豊昇龍

さぁ 豊昇龍 、次の場所か次の次の場所か、優勝争いに絡むのは





3月場所の豊昇龍、新小結で勝ち越した。成績は8勝7敗、その7敗はすべて手強い相手ばかりだった。年上だけどライバルと言える若隆景と霧馬山に敗れ、そして他の負けた相手は、デカくて強い力士ばかりだった。

今場所の豊昇龍は、まったくもって真っ正直な攻めが目立った。飛び道具、足技、かわすような技、これが無かった。少しはあったかもしれないが、それはすでに追い越した相手に対してだ。

今場所は自分の今の力を、相手力士の力量と比べて推しはかっているような、そんな15日間だった。だから、真っ向から当たって行ったのだ。それは今の時期の豊昇龍にとって、極めて必要な15日間だった、と思う。

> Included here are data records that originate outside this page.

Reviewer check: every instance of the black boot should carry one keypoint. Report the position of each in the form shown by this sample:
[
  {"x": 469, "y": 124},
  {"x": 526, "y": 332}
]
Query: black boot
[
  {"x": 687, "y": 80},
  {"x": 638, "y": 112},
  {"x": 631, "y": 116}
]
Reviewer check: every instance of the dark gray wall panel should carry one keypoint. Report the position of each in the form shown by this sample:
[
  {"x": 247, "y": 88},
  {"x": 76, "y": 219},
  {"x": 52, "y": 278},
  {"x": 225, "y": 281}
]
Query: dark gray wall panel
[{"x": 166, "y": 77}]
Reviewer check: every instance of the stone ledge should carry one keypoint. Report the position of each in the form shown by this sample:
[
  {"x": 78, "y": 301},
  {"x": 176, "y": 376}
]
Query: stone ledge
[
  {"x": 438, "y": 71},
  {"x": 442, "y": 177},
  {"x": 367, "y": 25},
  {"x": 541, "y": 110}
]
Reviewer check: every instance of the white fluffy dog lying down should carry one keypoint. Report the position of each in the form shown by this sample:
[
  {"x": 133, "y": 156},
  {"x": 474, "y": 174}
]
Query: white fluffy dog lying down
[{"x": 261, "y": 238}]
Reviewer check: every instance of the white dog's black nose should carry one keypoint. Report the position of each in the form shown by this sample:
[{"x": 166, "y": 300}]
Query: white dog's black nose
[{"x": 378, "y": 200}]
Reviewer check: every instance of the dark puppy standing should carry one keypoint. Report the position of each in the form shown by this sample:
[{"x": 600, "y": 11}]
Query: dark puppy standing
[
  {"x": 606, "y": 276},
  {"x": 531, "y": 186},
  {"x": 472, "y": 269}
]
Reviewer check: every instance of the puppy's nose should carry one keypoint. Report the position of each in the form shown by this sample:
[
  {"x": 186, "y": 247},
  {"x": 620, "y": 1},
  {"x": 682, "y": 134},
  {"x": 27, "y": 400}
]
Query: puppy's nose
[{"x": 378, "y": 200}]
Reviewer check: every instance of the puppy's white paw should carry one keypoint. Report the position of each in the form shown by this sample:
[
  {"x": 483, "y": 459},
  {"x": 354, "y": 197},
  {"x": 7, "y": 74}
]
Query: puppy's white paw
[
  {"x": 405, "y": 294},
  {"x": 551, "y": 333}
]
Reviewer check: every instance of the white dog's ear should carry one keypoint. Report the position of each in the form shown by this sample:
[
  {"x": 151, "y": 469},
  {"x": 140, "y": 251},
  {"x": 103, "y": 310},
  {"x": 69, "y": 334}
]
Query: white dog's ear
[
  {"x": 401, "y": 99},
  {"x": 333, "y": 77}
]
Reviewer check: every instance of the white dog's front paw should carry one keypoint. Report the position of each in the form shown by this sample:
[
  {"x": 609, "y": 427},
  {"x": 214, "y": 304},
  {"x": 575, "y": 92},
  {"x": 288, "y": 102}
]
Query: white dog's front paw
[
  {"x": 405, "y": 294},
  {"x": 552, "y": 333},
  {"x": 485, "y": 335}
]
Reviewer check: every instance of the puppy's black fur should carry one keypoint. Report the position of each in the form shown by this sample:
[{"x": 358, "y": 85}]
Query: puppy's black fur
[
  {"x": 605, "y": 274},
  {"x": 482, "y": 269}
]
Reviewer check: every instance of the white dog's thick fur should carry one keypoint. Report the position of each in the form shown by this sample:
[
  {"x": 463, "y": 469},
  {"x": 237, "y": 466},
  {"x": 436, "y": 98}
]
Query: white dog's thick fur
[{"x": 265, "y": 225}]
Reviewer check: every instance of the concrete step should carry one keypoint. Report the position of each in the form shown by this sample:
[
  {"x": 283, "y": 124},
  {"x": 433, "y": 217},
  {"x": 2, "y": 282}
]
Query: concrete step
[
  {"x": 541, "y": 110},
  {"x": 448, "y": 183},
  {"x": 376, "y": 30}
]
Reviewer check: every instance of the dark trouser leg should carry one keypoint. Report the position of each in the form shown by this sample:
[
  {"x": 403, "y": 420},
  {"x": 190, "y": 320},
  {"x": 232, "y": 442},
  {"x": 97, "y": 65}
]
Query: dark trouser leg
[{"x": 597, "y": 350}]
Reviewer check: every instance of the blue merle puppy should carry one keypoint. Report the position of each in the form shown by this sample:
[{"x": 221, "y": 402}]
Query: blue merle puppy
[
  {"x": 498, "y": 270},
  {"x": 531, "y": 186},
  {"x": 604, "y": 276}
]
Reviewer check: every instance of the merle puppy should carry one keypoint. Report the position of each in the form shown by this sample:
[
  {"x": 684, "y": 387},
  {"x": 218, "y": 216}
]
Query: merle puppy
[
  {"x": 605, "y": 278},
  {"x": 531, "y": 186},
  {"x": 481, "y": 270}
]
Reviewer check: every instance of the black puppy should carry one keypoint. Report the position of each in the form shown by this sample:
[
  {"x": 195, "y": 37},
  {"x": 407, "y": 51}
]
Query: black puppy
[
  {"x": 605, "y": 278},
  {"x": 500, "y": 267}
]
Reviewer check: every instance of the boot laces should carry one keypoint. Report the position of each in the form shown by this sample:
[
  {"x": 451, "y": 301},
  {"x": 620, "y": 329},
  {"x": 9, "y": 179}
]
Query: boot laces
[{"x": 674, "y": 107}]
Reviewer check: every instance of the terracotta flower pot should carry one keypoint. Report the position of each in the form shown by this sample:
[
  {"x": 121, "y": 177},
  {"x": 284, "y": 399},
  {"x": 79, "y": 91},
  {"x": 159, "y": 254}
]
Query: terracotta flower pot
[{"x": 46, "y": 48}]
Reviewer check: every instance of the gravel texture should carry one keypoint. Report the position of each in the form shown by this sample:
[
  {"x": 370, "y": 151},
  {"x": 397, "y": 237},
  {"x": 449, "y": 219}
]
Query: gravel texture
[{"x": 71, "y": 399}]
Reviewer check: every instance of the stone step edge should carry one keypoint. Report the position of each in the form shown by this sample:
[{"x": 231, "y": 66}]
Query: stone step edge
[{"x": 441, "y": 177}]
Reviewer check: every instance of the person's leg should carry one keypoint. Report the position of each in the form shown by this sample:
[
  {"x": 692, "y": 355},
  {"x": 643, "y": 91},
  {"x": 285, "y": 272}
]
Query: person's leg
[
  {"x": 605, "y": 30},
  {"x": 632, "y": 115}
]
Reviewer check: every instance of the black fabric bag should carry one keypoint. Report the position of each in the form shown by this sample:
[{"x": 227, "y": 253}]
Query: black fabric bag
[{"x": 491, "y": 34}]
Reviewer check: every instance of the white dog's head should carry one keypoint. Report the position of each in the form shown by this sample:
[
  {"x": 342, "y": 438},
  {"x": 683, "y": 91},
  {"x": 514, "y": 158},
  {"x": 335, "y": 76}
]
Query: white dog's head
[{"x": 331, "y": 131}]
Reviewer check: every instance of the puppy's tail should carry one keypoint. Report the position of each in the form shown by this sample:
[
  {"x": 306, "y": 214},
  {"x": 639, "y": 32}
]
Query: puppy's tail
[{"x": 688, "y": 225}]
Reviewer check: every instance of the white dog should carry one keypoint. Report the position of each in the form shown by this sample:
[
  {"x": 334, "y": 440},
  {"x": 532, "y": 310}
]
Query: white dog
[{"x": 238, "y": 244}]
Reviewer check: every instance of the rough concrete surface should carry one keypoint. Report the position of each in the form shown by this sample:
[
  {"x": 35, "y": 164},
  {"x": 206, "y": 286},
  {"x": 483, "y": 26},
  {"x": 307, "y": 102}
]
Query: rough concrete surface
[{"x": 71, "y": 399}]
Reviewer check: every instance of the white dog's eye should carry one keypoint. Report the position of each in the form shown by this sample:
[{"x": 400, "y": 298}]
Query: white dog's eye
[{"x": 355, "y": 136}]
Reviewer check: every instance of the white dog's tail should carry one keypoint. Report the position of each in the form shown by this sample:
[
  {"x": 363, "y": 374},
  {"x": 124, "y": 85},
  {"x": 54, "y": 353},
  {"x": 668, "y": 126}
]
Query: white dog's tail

個人的には、豊昇龍の左四つ右上手はどんなものでしょうか?、に注目していた。先場所何番か見せて良い感じだった左四つ右上手、その相撲を小結になっても見せてくれるのか?、そもそも15日間で右四つよりも左四つの方が多い展開になるのか?

そしてその予想は外れ、外れたと言うか、おっつける場面が多く、四つになる展開自体が少なかった。これも豊昇龍の今場所のテーマだったのか?、取口はそれで良かったと思う。やはり離れての攻撃力が強くないと、朝青龍の甥っぽくない。

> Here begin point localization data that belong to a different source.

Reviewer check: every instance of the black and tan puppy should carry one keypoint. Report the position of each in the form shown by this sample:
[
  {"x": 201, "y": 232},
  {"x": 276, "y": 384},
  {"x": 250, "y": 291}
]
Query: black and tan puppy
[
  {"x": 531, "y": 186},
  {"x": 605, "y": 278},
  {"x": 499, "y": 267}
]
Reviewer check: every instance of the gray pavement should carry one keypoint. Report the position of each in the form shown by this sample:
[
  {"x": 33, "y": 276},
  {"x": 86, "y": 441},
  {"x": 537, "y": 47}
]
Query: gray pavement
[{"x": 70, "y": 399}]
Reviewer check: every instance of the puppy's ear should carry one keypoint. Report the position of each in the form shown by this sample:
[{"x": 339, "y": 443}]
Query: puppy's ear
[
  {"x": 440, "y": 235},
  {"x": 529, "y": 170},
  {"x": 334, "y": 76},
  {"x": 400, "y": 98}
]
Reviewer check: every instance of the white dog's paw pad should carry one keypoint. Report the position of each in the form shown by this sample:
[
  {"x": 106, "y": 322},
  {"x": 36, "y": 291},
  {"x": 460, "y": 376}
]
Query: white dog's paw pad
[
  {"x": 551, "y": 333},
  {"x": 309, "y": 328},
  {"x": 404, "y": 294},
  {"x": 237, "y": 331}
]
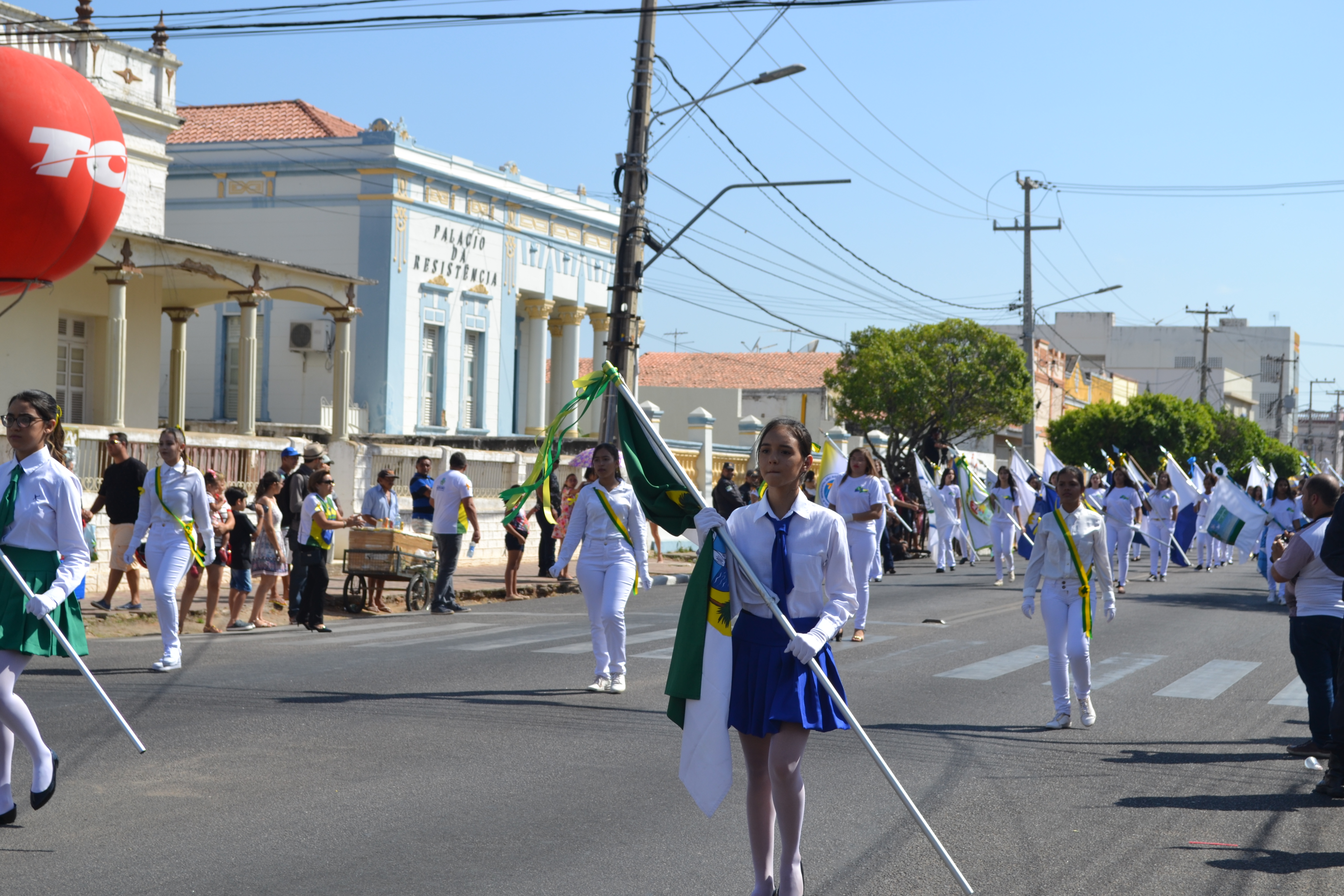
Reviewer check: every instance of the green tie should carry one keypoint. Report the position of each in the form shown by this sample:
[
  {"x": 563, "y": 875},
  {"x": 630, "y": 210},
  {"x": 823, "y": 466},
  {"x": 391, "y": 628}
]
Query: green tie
[{"x": 11, "y": 498}]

理想を言えば、左おっつけから差し勝っての左差し右上手。立合いの当たりと左のおっつけが充実して、豊昇龍が左四つ右上手で、かいなを返した有利な組手になったら、勝てる力士はそうそういない、はずだ。

押されるよりも、こちらから押す。そこからの寄り、からの、寄っておいての上手投げ、寄りながらの外掛け。もちろん右四つの体勢になっても、おっつけを効かせてからの右四つとなると力強い。

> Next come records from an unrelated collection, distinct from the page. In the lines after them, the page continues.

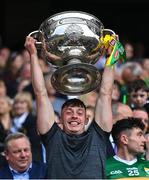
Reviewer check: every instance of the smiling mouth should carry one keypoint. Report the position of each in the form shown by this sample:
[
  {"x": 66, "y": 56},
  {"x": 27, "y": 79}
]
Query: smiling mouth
[{"x": 73, "y": 123}]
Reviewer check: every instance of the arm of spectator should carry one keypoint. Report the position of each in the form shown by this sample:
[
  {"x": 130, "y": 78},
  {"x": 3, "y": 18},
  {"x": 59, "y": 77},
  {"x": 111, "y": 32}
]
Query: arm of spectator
[
  {"x": 45, "y": 112},
  {"x": 103, "y": 110},
  {"x": 147, "y": 147}
]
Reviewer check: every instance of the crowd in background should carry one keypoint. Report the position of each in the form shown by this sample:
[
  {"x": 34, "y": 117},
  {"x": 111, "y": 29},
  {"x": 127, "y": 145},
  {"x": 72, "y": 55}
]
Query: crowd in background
[{"x": 18, "y": 104}]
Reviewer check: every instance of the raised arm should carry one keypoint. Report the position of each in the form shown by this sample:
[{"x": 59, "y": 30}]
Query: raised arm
[
  {"x": 45, "y": 112},
  {"x": 103, "y": 111}
]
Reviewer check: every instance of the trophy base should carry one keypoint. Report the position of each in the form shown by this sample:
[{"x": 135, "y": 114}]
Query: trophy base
[{"x": 76, "y": 79}]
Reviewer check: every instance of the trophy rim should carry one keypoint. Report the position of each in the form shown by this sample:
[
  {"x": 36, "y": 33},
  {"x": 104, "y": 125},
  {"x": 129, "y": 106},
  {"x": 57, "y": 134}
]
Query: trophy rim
[{"x": 98, "y": 21}]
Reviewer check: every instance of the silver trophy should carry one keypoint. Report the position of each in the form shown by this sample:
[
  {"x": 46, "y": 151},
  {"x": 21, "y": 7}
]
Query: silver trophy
[{"x": 70, "y": 42}]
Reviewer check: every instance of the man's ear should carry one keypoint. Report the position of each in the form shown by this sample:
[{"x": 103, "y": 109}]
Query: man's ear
[{"x": 87, "y": 120}]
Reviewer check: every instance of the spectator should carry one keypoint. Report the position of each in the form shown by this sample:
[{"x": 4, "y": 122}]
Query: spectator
[
  {"x": 138, "y": 94},
  {"x": 5, "y": 119},
  {"x": 24, "y": 121},
  {"x": 19, "y": 157},
  {"x": 129, "y": 138}
]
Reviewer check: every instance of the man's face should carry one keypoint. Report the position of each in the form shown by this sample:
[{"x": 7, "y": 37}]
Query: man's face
[
  {"x": 138, "y": 98},
  {"x": 19, "y": 155},
  {"x": 74, "y": 120},
  {"x": 143, "y": 116},
  {"x": 136, "y": 141}
]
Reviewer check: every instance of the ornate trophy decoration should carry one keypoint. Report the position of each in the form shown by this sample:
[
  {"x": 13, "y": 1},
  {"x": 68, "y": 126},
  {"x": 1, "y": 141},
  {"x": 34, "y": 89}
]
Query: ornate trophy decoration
[{"x": 71, "y": 42}]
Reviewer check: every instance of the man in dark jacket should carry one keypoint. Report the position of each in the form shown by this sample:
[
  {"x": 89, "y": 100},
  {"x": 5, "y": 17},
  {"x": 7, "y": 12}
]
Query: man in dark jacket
[{"x": 19, "y": 158}]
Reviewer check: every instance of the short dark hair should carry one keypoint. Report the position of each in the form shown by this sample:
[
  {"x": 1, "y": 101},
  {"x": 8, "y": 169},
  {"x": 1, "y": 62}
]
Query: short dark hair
[
  {"x": 126, "y": 124},
  {"x": 74, "y": 102}
]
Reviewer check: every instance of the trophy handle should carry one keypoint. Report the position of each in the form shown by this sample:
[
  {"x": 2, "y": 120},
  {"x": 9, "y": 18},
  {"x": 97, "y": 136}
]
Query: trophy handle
[
  {"x": 111, "y": 33},
  {"x": 35, "y": 35}
]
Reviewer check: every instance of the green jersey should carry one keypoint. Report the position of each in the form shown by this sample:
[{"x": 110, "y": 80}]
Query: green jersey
[{"x": 116, "y": 169}]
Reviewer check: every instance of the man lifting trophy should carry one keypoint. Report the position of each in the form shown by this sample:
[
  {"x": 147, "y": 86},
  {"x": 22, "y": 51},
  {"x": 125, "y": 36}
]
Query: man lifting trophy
[{"x": 72, "y": 42}]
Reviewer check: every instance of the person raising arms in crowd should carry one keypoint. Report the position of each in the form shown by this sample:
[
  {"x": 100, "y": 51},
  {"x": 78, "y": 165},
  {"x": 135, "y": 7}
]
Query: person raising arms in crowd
[
  {"x": 129, "y": 137},
  {"x": 72, "y": 152}
]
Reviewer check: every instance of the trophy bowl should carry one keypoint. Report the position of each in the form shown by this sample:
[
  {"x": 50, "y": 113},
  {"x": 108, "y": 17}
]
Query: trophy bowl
[{"x": 70, "y": 42}]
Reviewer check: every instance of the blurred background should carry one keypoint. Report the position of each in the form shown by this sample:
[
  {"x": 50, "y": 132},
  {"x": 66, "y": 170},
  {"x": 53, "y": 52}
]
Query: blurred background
[{"x": 128, "y": 18}]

そうやって横綱・大関相手でも、真っ向勝負で一場所ごとに差が縮まって、私の中では近いうちに、優勝争いに絡むイメージは出来上がっている。今は勝てなくても、明日は勝てる、なんちゃって。それが次の場所か、次の次の場所かの違い、という感じだ。

大相撲力士名鑑 : 豊昇龍




砂かぶりの夜

2件のコメント

  1. 豊昇龍は初日、手負いの横綱照ノ富士に完敗、大関戦は貴景勝に物言いのつく際どい相撲で勝っただけで、正代・御嶽海には敗れた。
    千秋楽の琴ノ若戦、右の下手投げで相手の上手を切って下手出し投げで仕留めた相撲がベストか。でも貴景勝戦も琴ノ若戦も右四つだった。
    おっつけのライバル若隆景にも完敗した。技術的にはまだまだだ。現在は過渡期と見るべきだろうか。ひとつふたつ星を落としても左四つを試行していくのがベストだろうか。

  2. shin2さんへ
    コメント、ありがとうございます。
    かつて平幕で負け越しても、負け方に凄みというか、末恐ろしさを感じたのが鶴竜でした。今回、自分の得意の型にならずに負ける豊昇龍にも、鶴竜に似た感覚を持ちました。大きい力士を真正面から受け止める、そんな課題を自分に課しているような、叔父さんに近づくための相撲を取っているような、そんな印象を受けました。